Her husband (Josh Brolin) hopes to get a novel published and sleep with a neighbour (Slumdog Millionaire's Freida Pinto).
Sally's father (Anthony Hopkins) wants to start a new Viagra-powered life with a very young call-girl (Lucy Punch) after divorcing elderly Gemma Jones.
She simply wants to get over being dumped to find a new life and "tall dark stranger", so goes to a fortune-teller for help after drugs and therapy fail and she winds up believing in the afterlife.
"I don't believe in fortune-tellers," Allen said at a news conference. "In the movie it may be funny but in real-life it's a multi-million business that takes advantage of people when they're vulnerable."
Delivered with his usual buckets of wry ambiguous humour, the movie seems to state that "one must have delusions to live", as Allen put it.
Even the title, he admitted, could refer to death or to a love-interest stranger.
"My relationship with death remains the same," he told the media. "I am strongly against it."
Asked whether he aimed to again play in one of his own movies as he used to, the US director said "I got too old.

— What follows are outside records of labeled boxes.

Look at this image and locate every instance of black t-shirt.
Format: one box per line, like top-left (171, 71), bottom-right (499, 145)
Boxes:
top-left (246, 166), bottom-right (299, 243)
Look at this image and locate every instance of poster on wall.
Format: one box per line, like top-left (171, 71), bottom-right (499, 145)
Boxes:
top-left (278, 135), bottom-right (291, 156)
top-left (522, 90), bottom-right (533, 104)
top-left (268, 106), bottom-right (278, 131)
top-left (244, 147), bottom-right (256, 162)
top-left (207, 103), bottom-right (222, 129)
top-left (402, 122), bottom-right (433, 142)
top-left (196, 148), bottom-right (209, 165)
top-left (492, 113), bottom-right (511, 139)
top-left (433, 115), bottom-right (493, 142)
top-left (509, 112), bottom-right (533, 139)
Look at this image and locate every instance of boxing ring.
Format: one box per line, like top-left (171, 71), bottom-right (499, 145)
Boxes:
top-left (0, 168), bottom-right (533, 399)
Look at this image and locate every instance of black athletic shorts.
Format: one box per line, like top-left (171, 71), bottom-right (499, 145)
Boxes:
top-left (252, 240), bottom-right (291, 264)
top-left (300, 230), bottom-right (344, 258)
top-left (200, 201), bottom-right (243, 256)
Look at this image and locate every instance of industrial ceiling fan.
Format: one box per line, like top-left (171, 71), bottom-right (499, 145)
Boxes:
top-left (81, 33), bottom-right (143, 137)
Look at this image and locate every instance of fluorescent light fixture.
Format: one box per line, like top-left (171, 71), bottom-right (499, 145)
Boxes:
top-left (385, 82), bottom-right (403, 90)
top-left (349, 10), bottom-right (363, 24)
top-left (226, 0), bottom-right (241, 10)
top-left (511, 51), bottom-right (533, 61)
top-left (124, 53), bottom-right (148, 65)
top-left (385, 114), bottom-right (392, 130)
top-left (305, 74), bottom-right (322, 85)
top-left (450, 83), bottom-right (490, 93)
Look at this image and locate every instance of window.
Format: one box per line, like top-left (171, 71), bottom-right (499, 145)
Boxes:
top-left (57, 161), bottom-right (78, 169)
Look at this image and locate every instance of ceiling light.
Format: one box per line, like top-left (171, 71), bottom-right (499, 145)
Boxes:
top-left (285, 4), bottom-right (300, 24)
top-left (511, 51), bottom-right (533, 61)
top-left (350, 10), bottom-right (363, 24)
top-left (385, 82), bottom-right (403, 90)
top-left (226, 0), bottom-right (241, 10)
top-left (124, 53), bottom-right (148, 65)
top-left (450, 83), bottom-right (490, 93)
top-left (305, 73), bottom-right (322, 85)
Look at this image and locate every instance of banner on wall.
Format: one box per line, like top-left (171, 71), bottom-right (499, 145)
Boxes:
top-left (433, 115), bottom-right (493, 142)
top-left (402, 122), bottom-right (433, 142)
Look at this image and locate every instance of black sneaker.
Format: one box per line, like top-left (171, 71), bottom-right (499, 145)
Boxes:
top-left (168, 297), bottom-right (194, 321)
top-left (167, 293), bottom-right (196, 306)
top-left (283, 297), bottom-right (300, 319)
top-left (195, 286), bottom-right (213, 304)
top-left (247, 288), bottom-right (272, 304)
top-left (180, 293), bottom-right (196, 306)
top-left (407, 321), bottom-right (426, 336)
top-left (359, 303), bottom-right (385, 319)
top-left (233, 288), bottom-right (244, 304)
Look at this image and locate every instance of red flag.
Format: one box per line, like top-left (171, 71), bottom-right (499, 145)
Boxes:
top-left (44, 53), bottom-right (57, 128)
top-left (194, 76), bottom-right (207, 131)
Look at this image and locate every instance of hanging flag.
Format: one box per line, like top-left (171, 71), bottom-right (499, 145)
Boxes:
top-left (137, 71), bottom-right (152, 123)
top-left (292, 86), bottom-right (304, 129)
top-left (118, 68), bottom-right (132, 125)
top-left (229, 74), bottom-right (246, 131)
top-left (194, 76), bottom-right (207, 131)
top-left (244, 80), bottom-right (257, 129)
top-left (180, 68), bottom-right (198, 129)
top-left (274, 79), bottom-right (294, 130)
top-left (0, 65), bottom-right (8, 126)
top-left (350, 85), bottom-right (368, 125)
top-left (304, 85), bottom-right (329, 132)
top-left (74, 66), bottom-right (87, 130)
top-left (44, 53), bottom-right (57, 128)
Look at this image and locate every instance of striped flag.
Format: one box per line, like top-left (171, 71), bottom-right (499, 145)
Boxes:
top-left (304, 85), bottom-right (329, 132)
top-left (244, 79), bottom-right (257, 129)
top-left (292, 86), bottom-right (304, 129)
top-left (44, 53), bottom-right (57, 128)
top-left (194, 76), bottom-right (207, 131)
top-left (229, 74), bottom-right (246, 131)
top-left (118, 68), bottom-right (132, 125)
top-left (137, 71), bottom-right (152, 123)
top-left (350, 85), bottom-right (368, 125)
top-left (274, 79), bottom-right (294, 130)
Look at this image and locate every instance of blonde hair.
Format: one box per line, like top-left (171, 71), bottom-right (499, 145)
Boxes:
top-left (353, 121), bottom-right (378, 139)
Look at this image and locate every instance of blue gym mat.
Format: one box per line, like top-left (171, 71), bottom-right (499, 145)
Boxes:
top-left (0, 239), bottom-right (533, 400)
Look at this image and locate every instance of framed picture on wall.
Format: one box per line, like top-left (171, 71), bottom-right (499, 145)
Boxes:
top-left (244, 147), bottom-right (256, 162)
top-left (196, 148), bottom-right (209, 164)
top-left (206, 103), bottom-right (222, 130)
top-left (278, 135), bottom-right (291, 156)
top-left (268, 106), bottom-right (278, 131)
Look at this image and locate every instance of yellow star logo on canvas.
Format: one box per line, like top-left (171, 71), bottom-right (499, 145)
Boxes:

It's no fun not being the guy who gets the girl."
Growing old, he added, was painful. "It's a lousy deal. There is no advantage in getting older. You don't get smarter, wiser or more mellow.
"Your back hurts, you get more indigestion, you get a hearing aid. It's a bad business. I don't recommend it."
The movie is Allen's fourth set in London, where the grey skies, he said, were perfect for photography and where shooting was far less expensive than in the United States.
His next will be shot in France, starring Oscar-winner Marion Cotillard and French first lady Carla Bruni-Sarkozy.
As if to announce a sequel, the Gemma Jones character states at the end that she loves France.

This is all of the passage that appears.